Even the professionals have a tough time sticking it out -- Brad Pitt went on "Today" to pitch his new film and philanthropic efforts, but what everyone really wanted to know was how he and Angie were doing. (According to Pitt, just fine.) Ryan O'Neal says he almost made a pass at his own daughter minutes after sliding Farrah's coffin into the hearse. Why would a couple of rank amateurs think a camera crew was the answer to the universal work/family struggle so many families face?

Looking back, it's easy to see that "Jon and Kate" was a mistake from the very beginning. Not for the ratings, not for TLC, not for the bottom line, which enriched the bank accounts of many people, including the Gosselins. Just for the marriage.

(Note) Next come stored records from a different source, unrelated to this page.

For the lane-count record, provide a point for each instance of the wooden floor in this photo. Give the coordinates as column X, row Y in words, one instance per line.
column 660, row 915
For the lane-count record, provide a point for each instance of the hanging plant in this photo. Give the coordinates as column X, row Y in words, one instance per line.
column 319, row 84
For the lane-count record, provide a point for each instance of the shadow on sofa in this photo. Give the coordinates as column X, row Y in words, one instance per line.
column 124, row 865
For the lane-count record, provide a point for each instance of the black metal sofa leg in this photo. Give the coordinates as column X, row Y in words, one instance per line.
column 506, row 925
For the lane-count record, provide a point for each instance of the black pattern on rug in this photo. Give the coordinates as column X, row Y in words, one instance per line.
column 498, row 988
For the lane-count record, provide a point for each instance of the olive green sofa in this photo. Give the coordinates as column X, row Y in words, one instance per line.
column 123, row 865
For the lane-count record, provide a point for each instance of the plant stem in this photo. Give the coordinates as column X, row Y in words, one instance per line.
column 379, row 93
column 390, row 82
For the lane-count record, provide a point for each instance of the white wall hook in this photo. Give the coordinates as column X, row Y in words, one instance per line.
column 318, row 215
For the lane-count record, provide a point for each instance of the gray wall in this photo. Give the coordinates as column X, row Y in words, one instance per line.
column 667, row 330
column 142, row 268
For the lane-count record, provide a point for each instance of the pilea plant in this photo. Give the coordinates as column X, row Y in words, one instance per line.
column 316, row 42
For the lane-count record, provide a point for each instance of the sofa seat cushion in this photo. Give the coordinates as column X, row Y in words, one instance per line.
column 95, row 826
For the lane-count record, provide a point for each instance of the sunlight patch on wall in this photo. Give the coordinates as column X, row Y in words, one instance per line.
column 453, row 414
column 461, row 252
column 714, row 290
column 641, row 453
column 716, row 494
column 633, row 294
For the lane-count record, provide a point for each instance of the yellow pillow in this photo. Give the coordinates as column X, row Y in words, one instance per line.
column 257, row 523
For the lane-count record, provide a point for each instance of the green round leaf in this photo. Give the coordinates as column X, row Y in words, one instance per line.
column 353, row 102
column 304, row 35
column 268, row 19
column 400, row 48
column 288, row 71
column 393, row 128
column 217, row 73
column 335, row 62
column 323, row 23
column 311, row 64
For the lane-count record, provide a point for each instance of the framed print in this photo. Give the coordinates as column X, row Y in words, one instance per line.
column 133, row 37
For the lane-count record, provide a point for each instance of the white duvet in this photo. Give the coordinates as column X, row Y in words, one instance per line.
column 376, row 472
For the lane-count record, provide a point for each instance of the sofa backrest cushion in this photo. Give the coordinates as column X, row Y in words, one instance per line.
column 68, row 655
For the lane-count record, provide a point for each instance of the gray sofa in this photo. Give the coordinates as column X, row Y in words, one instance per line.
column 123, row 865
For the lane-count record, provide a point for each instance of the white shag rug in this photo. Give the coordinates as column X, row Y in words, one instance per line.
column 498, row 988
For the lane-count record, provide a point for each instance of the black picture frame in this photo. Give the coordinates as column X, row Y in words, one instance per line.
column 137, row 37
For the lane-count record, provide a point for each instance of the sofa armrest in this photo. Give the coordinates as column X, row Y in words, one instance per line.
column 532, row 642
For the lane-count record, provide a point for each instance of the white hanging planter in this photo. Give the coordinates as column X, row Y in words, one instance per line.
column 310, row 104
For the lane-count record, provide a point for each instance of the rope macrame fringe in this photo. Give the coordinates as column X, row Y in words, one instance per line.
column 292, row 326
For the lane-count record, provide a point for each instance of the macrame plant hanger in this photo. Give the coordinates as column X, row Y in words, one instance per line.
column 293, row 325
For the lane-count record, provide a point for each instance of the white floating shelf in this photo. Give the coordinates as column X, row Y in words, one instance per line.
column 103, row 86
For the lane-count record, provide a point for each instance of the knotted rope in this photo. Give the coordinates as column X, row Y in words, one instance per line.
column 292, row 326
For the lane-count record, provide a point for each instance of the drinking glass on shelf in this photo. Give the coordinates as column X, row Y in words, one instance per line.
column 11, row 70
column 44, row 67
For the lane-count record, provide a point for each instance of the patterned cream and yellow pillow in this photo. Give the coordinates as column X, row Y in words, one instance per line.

The whole draw of the show, besides the swarm of adorable kids, was how "real" the two seemed together. "Real" meaning that Kate was perennially tightly wound, conflicted as a stay-at-home mom and exasperated. For his part, Jon kept it "real" by shaking his head and smiling, content in the knowledge that because he participated more in his children's lives than most men of the previous generation, it was all good.

Sound familiar? Of course it did, that's why people watched. We were fascinated by the couple's ability to not only control an emerging nation of toddlers while mirroring many of our own feelings, but also their decision to break the cardinal rule of marriage: Don't Criticize Your Spouse In Public.

It worked for about a season, when Kate still looked blotchy and exhausted, when her eyebrows were still natural and her belly pooched a bit over her pants and Jon had that scraggly beard and seemed to think that the show was just another one of his wife's crazy plans, like having all these darn babies.

Then Kate got a cuter haircut, got the brows waxed, and tightened her abs, Jon's beard came off and they were celebrities, their talent being their ability to survive their own lives, which had become increasingly complicated by the fact that their lives were now a television show.

At this point, "Jon and Kate" was set to self-destruct; it was essentially a race against time.

Now that the marriage has imploded, the question becomes how real do we honestly like our reality TV? Will our interest in the Gosselins founder now that they have become more ordinary? Cheating husbands are a dime a dozen at the checkout stand, and he's not even that cute.

The ratings for Suleman's show should offer a good indication. There is nothing to be learned from the Suleman story, no connection to be made with average parents. She is, mercifully, an anomaly, tempted, perhaps, by the attention society increasingly pays to large number of multiples, but certainly responsible for her own actions, an easy person to judge from afar, to pity or vilify as the mood strikes us. But surely this special is a mistake.

It is all too easy for us to imagine the tensions and anxiety her situation creates, to do the math and realize that Suleman and her children have no chance of surviving except through the kindness of strangers. But that aid rarely comes without lethally honed strings of television attached; just ask the Gosselins.